Być może, nigdy z serwisem przygód nie miałem bo wszystko zawsze działało.. Cóż w Poniedziałek wyśle body i zobaczymy:)
Odp: Kalibracja 5d3 - sens?
Cytat:
Zamieszczone przez
wiktor2323
No to mnie nie pocieszyłeś...:( Dzisiaj dostałem telefon, że obiektywów nie kalibruje się do wzorca i kalibracja będzie możliwa tylko i wyłącznie po dostarczeniu body z którym obiektyw ma pracować. Boje się tylko o to, że sprawne body które działa ok z kilkoma obiektywami zrobi się bezużyteczne.. ;/
Body służy jedynie jako baza do regulacji obiektywu i ŻADNE ustawienia względem innych obiektywów nie zostaną zmienione.
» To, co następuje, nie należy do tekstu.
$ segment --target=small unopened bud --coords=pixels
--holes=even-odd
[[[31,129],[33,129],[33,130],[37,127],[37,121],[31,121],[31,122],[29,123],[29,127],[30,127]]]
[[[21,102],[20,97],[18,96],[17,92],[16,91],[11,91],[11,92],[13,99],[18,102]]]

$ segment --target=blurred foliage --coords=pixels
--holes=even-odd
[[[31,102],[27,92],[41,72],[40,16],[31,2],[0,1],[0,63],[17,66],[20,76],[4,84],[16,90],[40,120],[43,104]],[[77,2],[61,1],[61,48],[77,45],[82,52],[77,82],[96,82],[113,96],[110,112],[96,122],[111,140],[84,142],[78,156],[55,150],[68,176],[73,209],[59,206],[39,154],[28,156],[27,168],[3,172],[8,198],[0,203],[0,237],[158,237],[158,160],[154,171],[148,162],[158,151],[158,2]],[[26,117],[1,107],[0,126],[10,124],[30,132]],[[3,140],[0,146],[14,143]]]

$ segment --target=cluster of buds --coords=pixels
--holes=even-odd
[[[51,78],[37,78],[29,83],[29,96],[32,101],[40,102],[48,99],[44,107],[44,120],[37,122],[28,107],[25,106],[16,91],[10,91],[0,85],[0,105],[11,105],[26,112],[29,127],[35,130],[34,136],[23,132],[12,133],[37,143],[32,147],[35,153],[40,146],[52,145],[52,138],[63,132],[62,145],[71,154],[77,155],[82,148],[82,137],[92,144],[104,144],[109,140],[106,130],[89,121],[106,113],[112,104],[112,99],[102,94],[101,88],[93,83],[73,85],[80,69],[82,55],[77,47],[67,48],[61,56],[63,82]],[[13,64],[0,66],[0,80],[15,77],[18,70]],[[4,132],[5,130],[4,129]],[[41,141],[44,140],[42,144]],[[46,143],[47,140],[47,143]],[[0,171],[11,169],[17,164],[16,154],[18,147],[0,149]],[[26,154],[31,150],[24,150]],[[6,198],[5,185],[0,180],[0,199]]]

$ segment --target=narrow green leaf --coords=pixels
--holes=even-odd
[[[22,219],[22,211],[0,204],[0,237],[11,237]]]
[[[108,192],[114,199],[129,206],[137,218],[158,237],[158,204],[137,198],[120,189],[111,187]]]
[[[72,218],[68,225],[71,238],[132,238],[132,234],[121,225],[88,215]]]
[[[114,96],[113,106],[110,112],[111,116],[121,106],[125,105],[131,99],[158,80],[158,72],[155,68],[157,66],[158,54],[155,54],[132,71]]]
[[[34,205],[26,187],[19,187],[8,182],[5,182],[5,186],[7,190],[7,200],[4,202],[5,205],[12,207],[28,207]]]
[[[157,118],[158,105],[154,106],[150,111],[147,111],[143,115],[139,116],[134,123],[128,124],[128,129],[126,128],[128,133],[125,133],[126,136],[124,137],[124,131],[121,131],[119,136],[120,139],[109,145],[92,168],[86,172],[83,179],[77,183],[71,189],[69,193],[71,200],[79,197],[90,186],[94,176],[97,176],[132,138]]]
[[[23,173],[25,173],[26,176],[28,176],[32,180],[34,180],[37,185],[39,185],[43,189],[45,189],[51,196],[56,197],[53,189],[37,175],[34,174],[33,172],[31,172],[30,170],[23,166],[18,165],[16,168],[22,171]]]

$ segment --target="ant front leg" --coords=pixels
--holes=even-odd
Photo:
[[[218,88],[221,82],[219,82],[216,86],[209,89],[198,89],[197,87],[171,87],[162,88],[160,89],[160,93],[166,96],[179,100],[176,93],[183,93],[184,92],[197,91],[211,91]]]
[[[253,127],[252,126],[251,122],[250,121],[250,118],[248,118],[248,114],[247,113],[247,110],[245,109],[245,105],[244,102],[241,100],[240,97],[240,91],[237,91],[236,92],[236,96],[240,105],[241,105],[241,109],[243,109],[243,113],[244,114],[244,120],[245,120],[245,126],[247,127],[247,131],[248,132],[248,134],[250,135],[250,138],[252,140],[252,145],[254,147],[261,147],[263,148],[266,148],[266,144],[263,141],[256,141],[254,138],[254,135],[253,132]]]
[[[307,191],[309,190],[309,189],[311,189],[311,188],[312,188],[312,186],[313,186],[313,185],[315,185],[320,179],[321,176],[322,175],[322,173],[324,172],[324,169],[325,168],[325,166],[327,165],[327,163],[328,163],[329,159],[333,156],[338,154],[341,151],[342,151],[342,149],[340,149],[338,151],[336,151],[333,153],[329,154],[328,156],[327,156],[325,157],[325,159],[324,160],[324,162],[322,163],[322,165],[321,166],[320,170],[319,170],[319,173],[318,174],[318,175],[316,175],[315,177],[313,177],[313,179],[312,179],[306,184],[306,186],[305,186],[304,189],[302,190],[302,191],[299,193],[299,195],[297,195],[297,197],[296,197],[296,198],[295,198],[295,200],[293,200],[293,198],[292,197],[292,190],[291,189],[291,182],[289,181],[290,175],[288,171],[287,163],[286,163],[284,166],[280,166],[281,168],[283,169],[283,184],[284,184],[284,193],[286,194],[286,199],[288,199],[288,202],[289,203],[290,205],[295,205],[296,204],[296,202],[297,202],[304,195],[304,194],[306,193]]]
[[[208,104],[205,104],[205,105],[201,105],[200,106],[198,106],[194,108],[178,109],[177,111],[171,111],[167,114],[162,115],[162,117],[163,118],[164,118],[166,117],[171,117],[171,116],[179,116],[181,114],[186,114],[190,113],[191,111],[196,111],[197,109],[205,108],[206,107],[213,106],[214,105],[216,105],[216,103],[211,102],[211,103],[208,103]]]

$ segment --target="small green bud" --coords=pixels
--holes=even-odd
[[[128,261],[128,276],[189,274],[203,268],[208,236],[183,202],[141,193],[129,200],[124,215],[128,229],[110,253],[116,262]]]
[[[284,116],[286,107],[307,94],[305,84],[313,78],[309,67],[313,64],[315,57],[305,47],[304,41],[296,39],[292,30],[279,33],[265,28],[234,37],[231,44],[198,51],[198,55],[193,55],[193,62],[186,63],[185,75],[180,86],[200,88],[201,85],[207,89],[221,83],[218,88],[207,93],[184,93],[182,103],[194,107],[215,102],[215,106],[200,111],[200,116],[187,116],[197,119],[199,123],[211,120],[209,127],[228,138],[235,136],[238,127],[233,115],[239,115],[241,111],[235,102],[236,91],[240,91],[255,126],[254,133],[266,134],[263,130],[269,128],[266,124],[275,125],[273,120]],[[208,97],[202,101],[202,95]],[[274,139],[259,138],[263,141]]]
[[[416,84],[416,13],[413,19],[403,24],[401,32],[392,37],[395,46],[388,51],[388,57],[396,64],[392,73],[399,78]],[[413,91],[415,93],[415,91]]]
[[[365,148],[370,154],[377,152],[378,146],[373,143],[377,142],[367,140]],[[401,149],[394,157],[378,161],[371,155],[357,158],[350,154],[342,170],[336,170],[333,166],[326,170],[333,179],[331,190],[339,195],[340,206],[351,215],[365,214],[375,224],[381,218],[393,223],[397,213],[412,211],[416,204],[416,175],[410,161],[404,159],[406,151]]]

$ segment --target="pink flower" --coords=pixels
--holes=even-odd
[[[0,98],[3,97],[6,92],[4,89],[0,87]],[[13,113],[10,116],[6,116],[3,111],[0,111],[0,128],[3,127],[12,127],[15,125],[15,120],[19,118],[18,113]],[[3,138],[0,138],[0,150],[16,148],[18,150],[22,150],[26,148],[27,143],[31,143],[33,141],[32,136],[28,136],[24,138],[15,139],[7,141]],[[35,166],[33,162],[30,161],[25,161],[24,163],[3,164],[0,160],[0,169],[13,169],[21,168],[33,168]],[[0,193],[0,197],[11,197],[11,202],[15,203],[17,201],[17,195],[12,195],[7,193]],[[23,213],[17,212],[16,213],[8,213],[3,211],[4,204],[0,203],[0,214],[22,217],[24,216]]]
Proszę tylko zaznaczyć, że body dobrze działa z innymi obiektywami.
Było to już opisywane na tym forum.
Odp: Kalibracja 5d3 - sens?
Ludzie co kupuja sprzęt Canona to jednak na ogół dosyć tępi sa, bo faktycznie, tyle razy było tłumaczone, a tu ciagle marudzenie a jak a dlaczego. Wiem po sobie, też łeb pusty, bo przecież nie rozumiem nawet prostych słów, że przecież jako bazy się używa.
A mi Canon obiektyw skalibrował, pieniadze wział, i nic się nie skarżył, że bazy brakło. Tylko efektu nie było, ale ja co prawda za głupi jestem, żeby sie na tym poznać.